Circularity refers to the idea that when products reach the end of their life, they can go back into a useful cycle as a valuable resource.
To design a product for circularity, product designers must sort materials into two types: biological or technical.
Biological materials are natural materials (common elements are carbon, hydrogen, and oxygen). These materials can be cycled back to nature through a process such as anaerobic digestion and composting.
Humans are part of the biological cycle since we are organisms. As hunter-gathers, we used biological materials and returned them to nature as all other organisms do. However, with industrialization, the way humans use nature has changed due to the scale of our consumption. Society now uses resources faster and stores material in products, buildings, and infrastructure for years and decades.
Further, we make entirely new types of materials, called technical materials, that can’t be processed by the biological cycle.

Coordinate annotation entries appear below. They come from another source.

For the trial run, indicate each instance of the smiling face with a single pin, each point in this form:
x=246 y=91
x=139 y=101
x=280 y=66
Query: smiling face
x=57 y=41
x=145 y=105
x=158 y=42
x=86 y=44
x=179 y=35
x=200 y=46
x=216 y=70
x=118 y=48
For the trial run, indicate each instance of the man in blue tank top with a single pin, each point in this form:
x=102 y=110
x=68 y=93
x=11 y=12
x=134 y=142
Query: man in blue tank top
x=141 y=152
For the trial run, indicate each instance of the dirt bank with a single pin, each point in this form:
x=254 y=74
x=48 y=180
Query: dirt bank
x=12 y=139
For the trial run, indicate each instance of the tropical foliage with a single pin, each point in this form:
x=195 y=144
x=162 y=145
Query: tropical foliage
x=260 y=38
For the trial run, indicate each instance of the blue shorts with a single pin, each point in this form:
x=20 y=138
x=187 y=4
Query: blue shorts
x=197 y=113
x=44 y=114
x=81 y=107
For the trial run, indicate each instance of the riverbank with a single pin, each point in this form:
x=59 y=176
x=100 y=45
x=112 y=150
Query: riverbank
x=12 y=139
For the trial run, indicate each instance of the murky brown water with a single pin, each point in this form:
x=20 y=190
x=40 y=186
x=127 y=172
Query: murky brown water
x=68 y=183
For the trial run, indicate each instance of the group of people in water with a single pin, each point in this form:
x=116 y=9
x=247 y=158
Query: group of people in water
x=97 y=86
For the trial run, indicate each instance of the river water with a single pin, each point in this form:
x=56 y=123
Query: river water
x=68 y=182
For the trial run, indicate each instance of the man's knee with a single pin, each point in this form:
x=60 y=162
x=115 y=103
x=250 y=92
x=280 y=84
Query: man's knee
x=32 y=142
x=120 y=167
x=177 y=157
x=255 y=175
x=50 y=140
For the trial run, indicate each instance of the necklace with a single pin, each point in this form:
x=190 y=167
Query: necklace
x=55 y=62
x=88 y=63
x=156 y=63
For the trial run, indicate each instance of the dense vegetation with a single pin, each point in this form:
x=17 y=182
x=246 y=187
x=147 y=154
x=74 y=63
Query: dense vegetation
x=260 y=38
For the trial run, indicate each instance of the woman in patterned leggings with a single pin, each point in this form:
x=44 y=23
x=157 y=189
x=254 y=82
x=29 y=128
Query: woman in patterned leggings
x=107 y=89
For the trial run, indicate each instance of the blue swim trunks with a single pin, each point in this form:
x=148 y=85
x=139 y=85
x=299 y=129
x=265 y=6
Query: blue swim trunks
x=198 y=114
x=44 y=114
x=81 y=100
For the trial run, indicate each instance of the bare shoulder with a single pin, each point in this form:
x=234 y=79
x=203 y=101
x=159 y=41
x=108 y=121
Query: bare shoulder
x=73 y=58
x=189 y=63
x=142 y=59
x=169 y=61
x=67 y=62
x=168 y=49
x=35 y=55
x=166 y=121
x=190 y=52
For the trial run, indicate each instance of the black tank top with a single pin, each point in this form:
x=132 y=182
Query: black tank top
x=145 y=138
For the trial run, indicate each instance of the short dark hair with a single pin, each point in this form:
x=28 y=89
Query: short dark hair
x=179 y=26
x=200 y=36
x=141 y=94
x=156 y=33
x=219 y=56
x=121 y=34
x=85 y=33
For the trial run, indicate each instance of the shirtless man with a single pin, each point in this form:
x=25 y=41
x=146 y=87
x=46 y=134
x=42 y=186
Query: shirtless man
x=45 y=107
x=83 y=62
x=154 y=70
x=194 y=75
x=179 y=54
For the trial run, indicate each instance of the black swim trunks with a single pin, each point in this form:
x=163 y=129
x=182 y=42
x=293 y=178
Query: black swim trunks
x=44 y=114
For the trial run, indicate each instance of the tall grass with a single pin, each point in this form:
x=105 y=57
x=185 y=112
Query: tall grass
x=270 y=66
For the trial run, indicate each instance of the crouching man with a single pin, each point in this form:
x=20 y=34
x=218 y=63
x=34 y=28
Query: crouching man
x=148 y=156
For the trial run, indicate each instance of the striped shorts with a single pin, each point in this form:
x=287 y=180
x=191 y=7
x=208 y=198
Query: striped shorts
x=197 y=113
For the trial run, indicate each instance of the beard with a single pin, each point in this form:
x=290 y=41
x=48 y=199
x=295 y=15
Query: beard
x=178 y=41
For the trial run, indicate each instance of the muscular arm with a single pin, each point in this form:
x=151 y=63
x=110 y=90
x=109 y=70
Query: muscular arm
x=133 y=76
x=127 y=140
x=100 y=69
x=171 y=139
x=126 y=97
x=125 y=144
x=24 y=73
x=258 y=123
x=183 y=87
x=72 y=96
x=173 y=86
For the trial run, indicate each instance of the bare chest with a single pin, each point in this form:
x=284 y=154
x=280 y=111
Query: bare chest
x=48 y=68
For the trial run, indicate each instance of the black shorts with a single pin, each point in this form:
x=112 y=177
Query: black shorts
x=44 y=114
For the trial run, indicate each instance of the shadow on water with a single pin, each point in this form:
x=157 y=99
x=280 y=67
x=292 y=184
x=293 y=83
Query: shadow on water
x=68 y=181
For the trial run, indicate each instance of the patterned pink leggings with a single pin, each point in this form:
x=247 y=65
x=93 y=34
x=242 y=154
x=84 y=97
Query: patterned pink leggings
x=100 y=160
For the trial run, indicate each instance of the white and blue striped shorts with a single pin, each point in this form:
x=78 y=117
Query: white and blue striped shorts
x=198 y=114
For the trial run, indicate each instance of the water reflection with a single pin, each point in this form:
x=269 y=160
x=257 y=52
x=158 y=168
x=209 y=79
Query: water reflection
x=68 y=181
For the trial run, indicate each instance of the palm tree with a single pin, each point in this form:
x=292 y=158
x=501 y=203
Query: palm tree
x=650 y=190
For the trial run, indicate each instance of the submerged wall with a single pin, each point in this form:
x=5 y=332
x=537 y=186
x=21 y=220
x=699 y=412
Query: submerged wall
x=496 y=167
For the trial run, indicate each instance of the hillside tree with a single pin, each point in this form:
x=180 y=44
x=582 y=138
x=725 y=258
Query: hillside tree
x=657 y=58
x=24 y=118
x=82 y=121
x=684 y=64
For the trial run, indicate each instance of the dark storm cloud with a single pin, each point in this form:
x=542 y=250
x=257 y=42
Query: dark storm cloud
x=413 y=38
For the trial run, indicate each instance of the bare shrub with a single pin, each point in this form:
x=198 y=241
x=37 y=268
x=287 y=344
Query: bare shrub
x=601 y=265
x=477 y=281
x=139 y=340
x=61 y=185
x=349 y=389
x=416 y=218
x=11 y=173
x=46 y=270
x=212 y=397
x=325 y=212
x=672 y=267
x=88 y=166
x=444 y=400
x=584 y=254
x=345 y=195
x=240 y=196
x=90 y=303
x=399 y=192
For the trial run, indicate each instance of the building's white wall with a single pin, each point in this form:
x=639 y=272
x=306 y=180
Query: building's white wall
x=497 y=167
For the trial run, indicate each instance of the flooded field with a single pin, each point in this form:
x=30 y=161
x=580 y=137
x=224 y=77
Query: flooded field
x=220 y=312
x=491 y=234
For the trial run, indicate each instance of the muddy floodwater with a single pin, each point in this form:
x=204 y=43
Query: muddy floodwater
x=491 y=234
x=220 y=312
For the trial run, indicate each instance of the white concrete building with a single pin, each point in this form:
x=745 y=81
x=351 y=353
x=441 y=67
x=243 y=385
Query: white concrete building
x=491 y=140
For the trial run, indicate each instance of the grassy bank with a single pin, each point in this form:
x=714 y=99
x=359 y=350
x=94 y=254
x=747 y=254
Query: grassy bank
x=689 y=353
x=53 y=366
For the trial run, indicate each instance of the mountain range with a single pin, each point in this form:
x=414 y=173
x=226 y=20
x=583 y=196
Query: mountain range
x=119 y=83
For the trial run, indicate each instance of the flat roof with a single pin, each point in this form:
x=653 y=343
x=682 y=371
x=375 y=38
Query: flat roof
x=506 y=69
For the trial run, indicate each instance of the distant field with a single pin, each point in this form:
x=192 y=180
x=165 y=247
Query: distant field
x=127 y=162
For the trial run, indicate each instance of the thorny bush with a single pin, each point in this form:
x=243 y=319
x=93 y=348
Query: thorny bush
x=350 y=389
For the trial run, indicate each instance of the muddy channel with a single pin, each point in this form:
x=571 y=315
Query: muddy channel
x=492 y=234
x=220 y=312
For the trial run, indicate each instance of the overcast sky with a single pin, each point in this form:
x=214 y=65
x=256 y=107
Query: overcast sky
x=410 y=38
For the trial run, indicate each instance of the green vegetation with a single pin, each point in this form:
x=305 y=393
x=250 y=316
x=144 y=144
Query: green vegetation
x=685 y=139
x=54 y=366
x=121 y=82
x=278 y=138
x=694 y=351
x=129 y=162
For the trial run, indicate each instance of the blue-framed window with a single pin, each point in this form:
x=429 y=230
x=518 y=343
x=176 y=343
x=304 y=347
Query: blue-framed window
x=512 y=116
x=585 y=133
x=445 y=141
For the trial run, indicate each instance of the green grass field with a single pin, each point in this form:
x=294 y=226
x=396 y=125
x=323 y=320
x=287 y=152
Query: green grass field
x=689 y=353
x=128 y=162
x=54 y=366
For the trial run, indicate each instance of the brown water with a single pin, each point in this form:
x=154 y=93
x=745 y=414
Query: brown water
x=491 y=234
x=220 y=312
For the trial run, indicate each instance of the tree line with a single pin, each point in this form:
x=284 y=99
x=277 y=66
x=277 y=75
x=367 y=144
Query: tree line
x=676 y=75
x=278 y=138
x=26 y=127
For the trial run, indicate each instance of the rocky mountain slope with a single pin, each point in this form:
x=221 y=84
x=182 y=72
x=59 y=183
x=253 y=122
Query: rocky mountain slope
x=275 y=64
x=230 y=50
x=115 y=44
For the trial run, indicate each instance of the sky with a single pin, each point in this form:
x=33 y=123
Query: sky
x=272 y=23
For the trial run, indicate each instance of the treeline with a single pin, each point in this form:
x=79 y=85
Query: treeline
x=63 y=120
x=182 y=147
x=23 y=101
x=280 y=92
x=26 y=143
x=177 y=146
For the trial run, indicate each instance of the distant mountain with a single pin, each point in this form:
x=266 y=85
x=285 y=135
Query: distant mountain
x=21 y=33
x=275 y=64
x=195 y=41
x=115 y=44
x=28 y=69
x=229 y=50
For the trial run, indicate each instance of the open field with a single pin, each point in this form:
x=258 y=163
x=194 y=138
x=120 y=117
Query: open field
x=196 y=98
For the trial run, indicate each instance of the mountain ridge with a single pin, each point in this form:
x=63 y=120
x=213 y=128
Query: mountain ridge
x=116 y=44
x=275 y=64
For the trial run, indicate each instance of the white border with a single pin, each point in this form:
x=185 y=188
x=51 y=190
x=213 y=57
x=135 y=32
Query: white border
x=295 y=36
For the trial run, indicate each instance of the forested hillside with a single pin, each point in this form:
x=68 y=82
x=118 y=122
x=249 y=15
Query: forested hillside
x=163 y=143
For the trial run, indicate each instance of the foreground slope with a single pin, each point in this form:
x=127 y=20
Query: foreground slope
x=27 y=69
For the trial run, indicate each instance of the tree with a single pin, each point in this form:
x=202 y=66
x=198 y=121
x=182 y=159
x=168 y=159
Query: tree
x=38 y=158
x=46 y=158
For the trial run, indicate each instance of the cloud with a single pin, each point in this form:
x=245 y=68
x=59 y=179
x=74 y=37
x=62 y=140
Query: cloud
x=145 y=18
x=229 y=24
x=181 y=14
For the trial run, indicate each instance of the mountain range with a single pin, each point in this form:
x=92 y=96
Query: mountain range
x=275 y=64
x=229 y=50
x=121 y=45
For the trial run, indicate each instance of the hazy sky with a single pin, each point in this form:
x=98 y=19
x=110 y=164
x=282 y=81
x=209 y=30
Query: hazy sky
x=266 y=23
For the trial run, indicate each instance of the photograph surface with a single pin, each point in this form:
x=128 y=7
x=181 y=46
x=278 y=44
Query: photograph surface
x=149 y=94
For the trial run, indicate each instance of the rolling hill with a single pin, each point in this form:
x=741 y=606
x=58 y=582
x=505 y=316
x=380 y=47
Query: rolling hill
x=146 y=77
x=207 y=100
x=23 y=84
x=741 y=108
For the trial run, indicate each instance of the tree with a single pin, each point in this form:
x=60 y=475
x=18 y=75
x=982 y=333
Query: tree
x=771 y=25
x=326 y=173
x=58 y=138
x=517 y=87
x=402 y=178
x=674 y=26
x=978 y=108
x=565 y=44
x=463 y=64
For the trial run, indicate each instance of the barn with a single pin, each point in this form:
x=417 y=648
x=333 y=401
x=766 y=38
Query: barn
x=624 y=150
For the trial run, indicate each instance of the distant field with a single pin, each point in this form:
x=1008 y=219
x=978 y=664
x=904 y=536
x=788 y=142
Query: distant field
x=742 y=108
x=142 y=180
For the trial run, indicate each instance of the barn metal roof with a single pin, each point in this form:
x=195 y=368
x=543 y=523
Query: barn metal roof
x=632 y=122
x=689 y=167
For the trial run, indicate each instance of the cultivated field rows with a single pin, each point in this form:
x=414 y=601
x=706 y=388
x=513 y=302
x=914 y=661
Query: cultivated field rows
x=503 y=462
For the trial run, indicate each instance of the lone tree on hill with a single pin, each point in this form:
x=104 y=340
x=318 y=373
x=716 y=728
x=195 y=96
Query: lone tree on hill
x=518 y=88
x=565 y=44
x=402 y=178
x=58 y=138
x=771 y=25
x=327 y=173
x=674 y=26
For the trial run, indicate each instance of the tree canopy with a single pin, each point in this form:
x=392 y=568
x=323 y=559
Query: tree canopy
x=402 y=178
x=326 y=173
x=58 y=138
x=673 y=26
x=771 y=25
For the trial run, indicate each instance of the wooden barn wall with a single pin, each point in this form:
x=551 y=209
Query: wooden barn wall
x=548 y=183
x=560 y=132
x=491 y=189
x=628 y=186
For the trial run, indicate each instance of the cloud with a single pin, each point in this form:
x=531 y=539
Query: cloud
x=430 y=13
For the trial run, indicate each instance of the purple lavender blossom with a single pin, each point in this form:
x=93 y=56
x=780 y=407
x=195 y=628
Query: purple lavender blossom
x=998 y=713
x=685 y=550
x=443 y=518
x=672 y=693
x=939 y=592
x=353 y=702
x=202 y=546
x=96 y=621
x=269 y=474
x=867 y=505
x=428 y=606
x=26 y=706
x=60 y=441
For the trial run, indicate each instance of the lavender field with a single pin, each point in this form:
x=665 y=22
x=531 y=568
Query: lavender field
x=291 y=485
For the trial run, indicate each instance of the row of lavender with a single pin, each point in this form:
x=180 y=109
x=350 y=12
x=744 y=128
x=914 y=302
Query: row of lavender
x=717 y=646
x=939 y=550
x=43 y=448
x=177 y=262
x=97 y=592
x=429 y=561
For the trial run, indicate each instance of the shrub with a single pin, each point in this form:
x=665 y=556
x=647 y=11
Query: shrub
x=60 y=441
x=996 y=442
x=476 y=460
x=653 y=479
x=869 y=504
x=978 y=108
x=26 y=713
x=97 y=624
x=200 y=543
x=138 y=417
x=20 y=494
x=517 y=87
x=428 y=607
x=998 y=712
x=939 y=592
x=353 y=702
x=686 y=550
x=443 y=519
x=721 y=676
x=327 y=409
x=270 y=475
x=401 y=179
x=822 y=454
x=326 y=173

Products made from technical materials such as plastics, metals, and alloys accumulate as waste because they cannot break down and return to nature as nutrients for our planet. Further, the biological cycle cannot remove the toxins from transition metals; specific metals used to make products stronger, harder, and less reactive.
Understanding the distinction between these two material streams is essential because, separately, both types of materials may retain value in their separate circular loops. The biological materials come from nature and return to nature. And the technical materials can be reused, remanufactured, or recycled multiple times.
However, if a product is made from both biological and technical materials that cannot be separated, the potential for circularity is lost. In this case, the product is destined to be wasted at the end of its useful life.
Careful product design is essential. A simple example of a deliberate product design to avoid mixed material is a plastic yogurt container made of a plastic container wrapped in a thin layer of paperboard. The paperboard provides strength so that less plastic can be used, making the product attractive. As long as the paperboard is not glued or attached, it is easily separated and composts in the biological cycle. Likewise, the plastic container recycles in the technical cycle.